Understanding exponent rules is essential for dealing with algebraic expressions. Exponents are a shorthand way of expressing repeated multiplication. For example, \( x^3 \) means \( x \) multiplied by itself three times. There are several key rules of exponents that can help simplify expressions:

• Product of Powers Rule: When multiplying two expressions with the same base, you add the exponents. For instance, \( x^a \cdot x^b = x^{a+b} \).
• Quotient of Powers Rule: When dividing two expressions with the same base, you subtract the exponents. For example, \( x^a \div x^b = x^{a-b} \).
• Power of a Power Rule: When taking an exponent to another exponent, you multiply the exponents. For example, \( (x^a)^b = x^{a \cdot b} \).

Recognizing these rules can make solving even complex expressions much easier. In our original problem, we used the product of powers rule to simplify \( x^{3/2} \cdot x^{1/2} \) by adding the exponents, resulting in \( x^2 \). Understanding these rules allows us to manipulate and simplify expressions accurately.

Simplifying algebraic expressions involves combining like terms and putting the expression in its most reduced form. The goal is to make the expression as simple as possible for easy understanding and use.

• Combining Like Terms: Like terms are terms that have the same variable raised to the same power. You simplify expressions by adding or subtracting these terms.
• Distributive Property: This property allows you to multiply a term across terms inside parentheses. For example, a(b + c) = ab + ac.

In the given exercise, we first distributed the term \( x^{3/2} \) to the terms inside the parentheses, resulting in two new terms, \( x^{3/2} \cdot x^{1/2} \) and \( x^{3/2} \cdot x^{-1/2} \). We then used exponent rules to simplify these terms into \( x^2 \) and \( x^1 \.\) The final step in simplifying was to combine these into the simplified expression \( x^2 - x \). Taking your time with each term to simplify fully helps ensure accuracy.

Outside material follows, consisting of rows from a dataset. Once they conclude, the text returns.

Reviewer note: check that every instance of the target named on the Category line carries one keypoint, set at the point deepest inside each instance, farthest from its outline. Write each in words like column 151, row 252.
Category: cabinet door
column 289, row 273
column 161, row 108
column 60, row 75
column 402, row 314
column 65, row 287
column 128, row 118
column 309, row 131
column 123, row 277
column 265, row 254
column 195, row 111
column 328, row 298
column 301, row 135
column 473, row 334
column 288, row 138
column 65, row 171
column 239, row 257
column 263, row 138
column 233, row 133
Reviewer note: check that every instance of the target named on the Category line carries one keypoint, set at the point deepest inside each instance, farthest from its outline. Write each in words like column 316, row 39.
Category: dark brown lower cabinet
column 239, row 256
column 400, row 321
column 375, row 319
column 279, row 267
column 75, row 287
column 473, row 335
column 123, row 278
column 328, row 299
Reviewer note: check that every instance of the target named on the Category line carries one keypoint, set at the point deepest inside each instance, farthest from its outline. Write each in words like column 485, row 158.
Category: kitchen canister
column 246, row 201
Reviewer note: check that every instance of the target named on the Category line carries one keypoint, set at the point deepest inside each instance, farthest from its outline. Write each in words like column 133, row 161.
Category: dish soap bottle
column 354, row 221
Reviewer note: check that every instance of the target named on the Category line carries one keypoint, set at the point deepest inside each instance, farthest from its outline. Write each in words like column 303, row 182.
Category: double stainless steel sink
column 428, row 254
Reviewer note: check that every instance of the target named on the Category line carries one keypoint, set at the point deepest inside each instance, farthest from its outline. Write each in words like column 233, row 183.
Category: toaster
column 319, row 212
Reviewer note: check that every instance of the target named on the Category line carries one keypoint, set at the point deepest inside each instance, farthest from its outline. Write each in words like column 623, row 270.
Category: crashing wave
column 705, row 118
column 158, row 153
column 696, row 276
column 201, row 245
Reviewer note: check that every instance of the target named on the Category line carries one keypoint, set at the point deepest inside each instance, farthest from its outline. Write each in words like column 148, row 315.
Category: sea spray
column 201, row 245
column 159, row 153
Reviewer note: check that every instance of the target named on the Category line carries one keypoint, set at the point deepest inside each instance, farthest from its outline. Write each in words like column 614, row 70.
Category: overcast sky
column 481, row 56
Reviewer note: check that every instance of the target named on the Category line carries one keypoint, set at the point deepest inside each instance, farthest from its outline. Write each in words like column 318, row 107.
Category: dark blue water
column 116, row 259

Operations with binomials, which are algebraic expressions containing two terms, often involve using key algebraic properties to simplify or expand the expression. The process may include:

• Distribution: Applying the distributive property to multiply terms across the binomial, such as multiplying a single term by each term in a binomial.
• Addition and Subtraction: Combining like terms after distribution or multiplication.

In the original problem, the expression \( x^{3/2}(\sqrt{x} - \frac{1}{\sqrt{x}}) \) is simplified by distributing \( x^{3/2} \) to each term within the binomial. Mastering the distribution across binomials is useful in algebra as it appears frequently in expansion of polynomials and solving equations. By practicing distributing carefully, you start handling more complex expressions accurately.